The outrage produced from the release of ‘Cop Killa’ drove conservatives and police groups to demand the record company censor new pressings of the album. The following year, Ice-T toured several universities, including Harvard, Stanford and NYU, lecturing on the state of first amendment rights (freedom of speech) and civil liberties in his country.

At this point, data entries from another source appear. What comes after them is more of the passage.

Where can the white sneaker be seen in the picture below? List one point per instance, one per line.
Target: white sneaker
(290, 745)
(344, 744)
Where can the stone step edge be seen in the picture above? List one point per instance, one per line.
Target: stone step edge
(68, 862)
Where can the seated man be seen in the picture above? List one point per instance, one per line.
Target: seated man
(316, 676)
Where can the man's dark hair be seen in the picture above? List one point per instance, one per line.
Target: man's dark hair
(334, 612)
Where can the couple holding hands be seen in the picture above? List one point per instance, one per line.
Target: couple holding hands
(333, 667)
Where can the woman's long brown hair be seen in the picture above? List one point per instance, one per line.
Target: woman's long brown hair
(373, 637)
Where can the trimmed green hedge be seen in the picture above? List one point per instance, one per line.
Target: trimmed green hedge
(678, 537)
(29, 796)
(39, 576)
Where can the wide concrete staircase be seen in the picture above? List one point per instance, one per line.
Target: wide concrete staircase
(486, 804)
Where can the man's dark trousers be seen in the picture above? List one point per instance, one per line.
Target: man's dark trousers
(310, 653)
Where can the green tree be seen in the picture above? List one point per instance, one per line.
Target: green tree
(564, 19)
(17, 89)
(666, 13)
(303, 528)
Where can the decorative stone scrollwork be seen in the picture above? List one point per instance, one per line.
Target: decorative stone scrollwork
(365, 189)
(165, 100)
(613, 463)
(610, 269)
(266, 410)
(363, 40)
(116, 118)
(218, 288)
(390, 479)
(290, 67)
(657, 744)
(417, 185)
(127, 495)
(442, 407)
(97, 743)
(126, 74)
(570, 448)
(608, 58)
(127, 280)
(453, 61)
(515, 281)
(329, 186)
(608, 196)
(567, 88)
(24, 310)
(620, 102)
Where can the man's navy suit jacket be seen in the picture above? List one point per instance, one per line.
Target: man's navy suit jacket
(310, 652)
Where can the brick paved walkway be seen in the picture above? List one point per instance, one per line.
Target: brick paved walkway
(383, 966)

He continued to write lyrics that challenge the state’s power to silence what they consider ‘dangerous’ – even taunting them, in the song ‘Freedom of Speech’ with the fact that ‘the sticker on the record is what makes ‘em sell gold… the more you try to suppress us, the larger we get…’2

‘It seems like the only thing that America hears is violence and destruction. If black folks would have just marched, that would have just been on the news for 30 seconds.’
Ice Cube speaking of the LA riots following the death of Rodney King.3

The outrage over Ice-T’s lyrics was not an isolated incident. A Billboard editorial (November 23, 1991) called fellow rapper Ice Cube ‘racist’ and urged retailers not to sell his Death Certificate album. Many stores refused to stock the album, with the state of Oregon making it illegal to display Ice Cube’s image in a retail outlet. In England, the record distributors deleted two of the tracks without consulting Ice Cube, while a group calling themselves ‘The Guardian Angels’ picketed MTV to try to force his videos off the air. In the ‘Village Voice’ one of the writers lectured Cube about how he – and other Blacks – should speak to whites.4

Despite the attempt to silence Ice Cube, Death Certificate debuted at No.1 on the R&B Album chart and No.2 on the top 200 Album chart.5 In buying the album, ‘Ice Cube’s audience is putting its foot down in anger, frustration, or despair’6 – speaking out in a world where ‘Cube’s critics say… that the first priority is for everyone to be polite’!7 With this deeply philosophical priority (!) in mind, rap lyrics have continued to stir up heated debate to this day… and have spawned a new sound in Hip Hop – the ‘bleep’ over!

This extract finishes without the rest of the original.